SBM Analyses. Source-based morphometry is ICA applied to structural images (for a more complete explanation, see Xu et al., Reference Xu, Groth, Pearlson, Schretlen and Calhoun2009). The same segmented, unmodulated, smoothed gray matter images are used as input for both VBM and SBM. The images are arrayed into a subjects x voxels array, with each subject comprising a row. ICA is used to decompose this array into a subjects x components mixing matrix, and a components x voxels source matrix. ICA was performed using the GIFT Toolbox (http://mialab.mrn.org/software/gift/index.html) on all datasets together, using the Infomax algorithm to decompose the data matrix of gray matter images into a mixing matrix (subject weights) and source matrix (the gray matter components). The decomposition is done blind to subject diagnosis or family relationships. Following the decomposition, each subject has a loading coefficient on each component, and each component is a spatial map. We used 30 components for comparison with Xu et al. (Reference Xu, Groth, Pearlson, Schretlen and Calhoun2009), and ICASSO to determine the stability of the components. Twenty-four of the components, accounting for 82.5% of the variance in the data, were stable (stability index > .95). Thus, each subject has 24 loading coefficients, one for each stable component.

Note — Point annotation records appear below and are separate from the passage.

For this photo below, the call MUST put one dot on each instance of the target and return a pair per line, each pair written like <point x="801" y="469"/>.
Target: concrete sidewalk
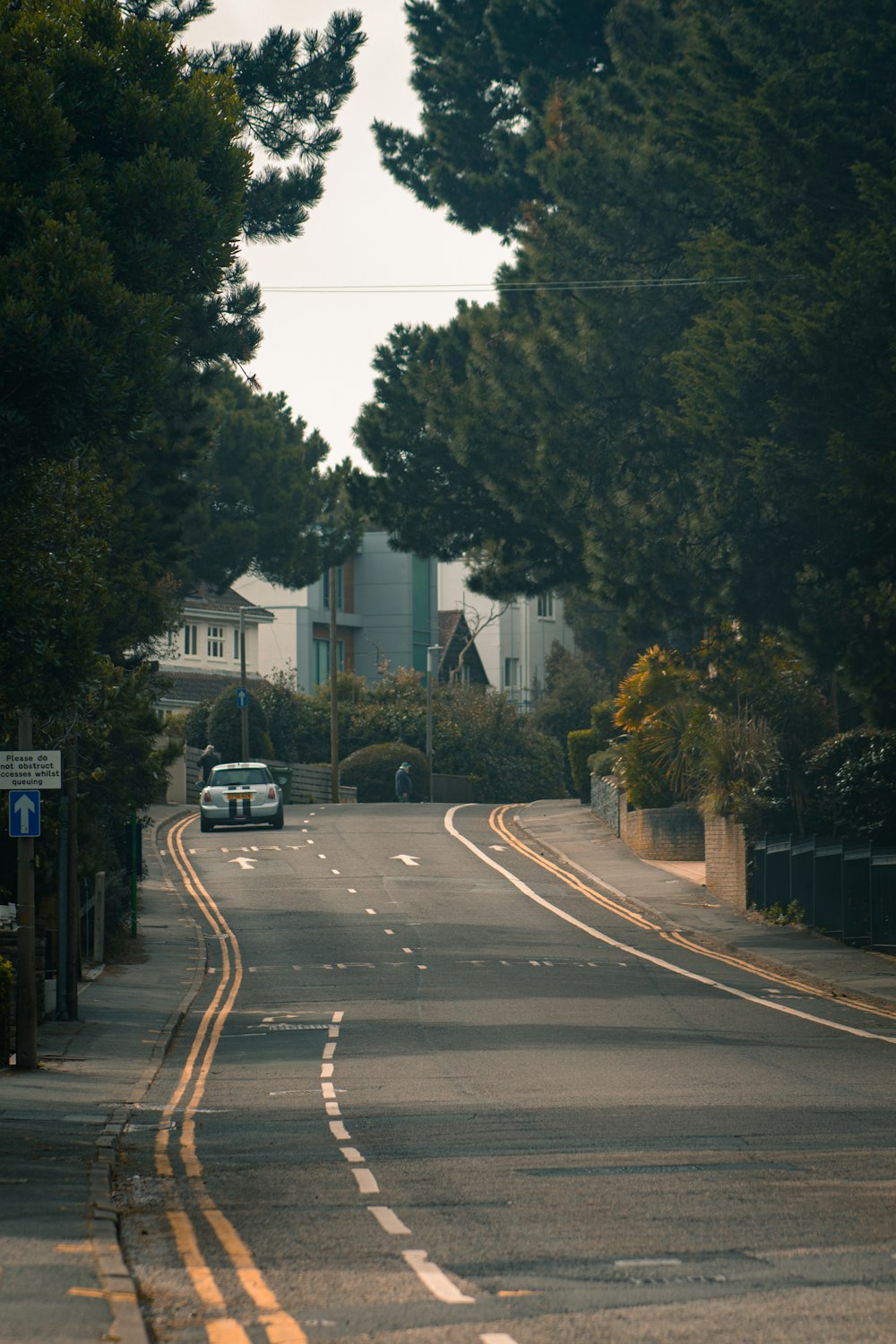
<point x="573" y="835"/>
<point x="62" y="1277"/>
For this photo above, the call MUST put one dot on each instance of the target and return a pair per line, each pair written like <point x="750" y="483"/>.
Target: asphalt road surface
<point x="432" y="1093"/>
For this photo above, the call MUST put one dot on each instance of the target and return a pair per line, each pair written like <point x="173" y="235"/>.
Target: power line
<point x="514" y="285"/>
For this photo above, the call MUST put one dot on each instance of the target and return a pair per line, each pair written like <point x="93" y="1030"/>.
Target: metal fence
<point x="845" y="889"/>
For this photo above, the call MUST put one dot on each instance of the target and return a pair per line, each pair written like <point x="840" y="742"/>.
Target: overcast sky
<point x="367" y="230"/>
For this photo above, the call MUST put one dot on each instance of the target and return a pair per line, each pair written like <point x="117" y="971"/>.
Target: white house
<point x="386" y="617"/>
<point x="202" y="655"/>
<point x="513" y="639"/>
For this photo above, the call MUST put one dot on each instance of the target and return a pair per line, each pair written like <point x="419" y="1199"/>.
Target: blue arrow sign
<point x="24" y="814"/>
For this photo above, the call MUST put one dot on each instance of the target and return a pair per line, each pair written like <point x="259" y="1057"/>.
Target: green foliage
<point x="261" y="495"/>
<point x="7" y="984"/>
<point x="603" y="720"/>
<point x="195" y="725"/>
<point x="482" y="72"/>
<point x="225" y="728"/>
<point x="852" y="787"/>
<point x="476" y="733"/>
<point x="777" y="914"/>
<point x="371" y="771"/>
<point x="570" y="693"/>
<point x="728" y="725"/>
<point x="605" y="762"/>
<point x="581" y="746"/>
<point x="689" y="358"/>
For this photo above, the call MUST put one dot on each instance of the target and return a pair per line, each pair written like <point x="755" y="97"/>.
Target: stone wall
<point x="727" y="860"/>
<point x="606" y="801"/>
<point x="673" y="835"/>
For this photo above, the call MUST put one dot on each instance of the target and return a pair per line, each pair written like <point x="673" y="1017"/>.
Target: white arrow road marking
<point x="432" y="1277"/>
<point x="389" y="1220"/>
<point x="645" y="956"/>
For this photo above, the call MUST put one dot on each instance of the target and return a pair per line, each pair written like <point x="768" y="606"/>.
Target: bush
<point x="852" y="787"/>
<point x="581" y="745"/>
<point x="373" y="771"/>
<point x="603" y="762"/>
<point x="225" y="728"/>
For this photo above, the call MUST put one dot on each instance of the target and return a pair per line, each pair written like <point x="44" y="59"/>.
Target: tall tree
<point x="684" y="392"/>
<point x="482" y="70"/>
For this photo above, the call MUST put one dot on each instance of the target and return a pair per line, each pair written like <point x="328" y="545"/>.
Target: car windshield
<point x="231" y="776"/>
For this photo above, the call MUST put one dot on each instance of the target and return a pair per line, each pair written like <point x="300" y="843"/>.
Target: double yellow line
<point x="220" y="1328"/>
<point x="633" y="917"/>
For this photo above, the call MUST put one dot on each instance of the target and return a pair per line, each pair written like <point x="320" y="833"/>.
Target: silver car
<point x="241" y="793"/>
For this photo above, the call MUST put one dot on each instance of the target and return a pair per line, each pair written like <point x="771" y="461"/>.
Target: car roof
<point x="239" y="765"/>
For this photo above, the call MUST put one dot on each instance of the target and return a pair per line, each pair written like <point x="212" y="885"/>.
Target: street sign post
<point x="24" y="814"/>
<point x="30" y="769"/>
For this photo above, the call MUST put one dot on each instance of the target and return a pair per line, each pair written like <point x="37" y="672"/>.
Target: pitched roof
<point x="185" y="688"/>
<point x="204" y="599"/>
<point x="457" y="639"/>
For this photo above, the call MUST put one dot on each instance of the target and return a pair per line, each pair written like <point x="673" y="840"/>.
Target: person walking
<point x="403" y="785"/>
<point x="207" y="762"/>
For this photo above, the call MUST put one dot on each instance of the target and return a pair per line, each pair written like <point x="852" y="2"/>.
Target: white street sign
<point x="30" y="769"/>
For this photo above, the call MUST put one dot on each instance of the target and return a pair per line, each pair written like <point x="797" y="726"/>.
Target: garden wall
<point x="727" y="860"/>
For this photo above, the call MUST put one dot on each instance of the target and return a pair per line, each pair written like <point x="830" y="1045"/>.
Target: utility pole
<point x="73" y="973"/>
<point x="26" y="981"/>
<point x="333" y="688"/>
<point x="432" y="669"/>
<point x="244" y="696"/>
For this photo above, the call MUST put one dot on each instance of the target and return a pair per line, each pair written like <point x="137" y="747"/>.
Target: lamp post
<point x="244" y="696"/>
<point x="432" y="669"/>
<point x="333" y="690"/>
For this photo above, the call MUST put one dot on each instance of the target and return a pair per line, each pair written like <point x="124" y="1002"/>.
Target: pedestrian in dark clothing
<point x="207" y="762"/>
<point x="403" y="787"/>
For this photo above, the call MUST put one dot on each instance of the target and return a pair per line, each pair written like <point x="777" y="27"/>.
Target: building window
<point x="339" y="589"/>
<point x="322" y="660"/>
<point x="511" y="674"/>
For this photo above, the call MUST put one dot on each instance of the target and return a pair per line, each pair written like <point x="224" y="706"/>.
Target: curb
<point x="828" y="988"/>
<point x="104" y="1225"/>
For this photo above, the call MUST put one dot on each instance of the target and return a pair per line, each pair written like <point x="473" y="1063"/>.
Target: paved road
<point x="435" y="1094"/>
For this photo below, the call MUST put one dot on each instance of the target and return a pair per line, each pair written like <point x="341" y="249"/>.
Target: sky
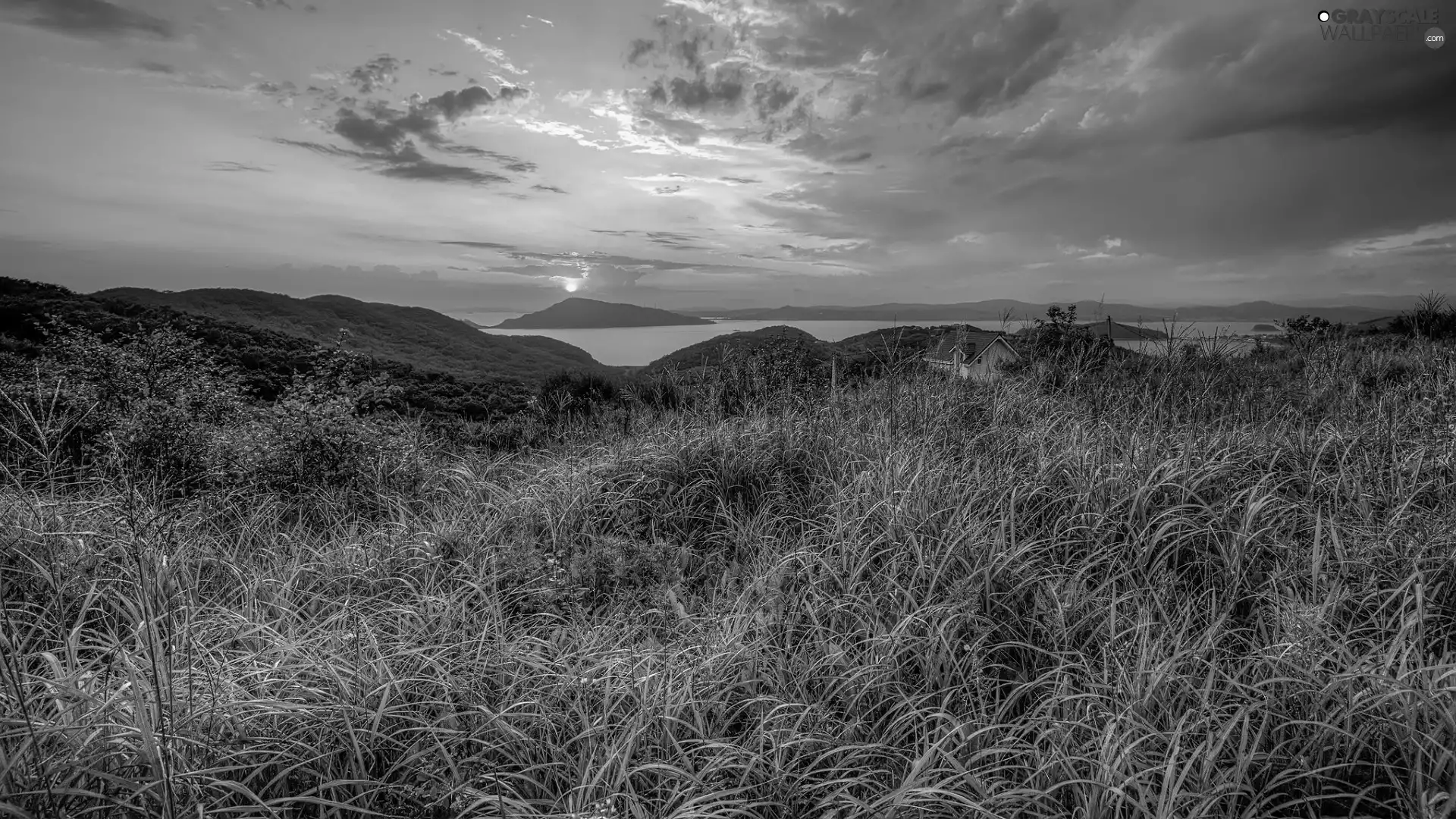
<point x="503" y="155"/>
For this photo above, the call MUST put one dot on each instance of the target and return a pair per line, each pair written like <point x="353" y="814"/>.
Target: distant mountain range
<point x="867" y="349"/>
<point x="414" y="335"/>
<point x="584" y="314"/>
<point x="995" y="309"/>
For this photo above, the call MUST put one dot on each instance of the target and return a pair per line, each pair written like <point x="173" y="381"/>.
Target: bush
<point x="325" y="433"/>
<point x="145" y="406"/>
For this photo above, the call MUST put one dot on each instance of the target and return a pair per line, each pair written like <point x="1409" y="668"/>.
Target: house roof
<point x="971" y="343"/>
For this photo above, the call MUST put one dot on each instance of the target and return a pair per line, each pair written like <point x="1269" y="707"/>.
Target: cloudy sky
<point x="503" y="153"/>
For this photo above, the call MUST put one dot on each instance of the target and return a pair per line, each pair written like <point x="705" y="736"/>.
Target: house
<point x="970" y="353"/>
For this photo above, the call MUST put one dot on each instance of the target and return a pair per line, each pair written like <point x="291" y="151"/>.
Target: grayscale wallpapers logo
<point x="1382" y="25"/>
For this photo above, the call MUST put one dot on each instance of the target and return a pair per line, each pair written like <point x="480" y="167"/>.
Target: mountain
<point x="582" y="314"/>
<point x="856" y="353"/>
<point x="267" y="360"/>
<point x="995" y="309"/>
<point x="711" y="353"/>
<point x="414" y="335"/>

Diagnosis Effects on the SBM Analyses. The loading coefficients on each of the 24 stable components for the subjects with schizophrenia and the unrelated control subjects from both datasets were analyzed in a combined MANCOVA, then separately for comparison. The full model for the full and FBIRN+MCIC analyses included diagnosis, age, age × diagnosis, scanner field strength and model, field strength × model, and diagnosis × field strength × model. In the CCNM data, the analysis included diagnosis, age, and age × diagnosis. Those components that showed a significant diagnosis effect (p < .05) in all three analyses were also analyzed for clinical correlates, and used in the heritability analyses.
Clinical Correlates With ICA Analyses. The loading coefficients for the disease-related components were analyzed using SPSS v. 19 within the SZ data alone for the effects of global Positive and Negative scores while covarying for age and gender, and scanner site. The effects of duration of illness and medication exposure (cumulative typical, atypical, combined, and current typical, atypical, and combined) were analyzed similarly for the subjects for whom that data were available.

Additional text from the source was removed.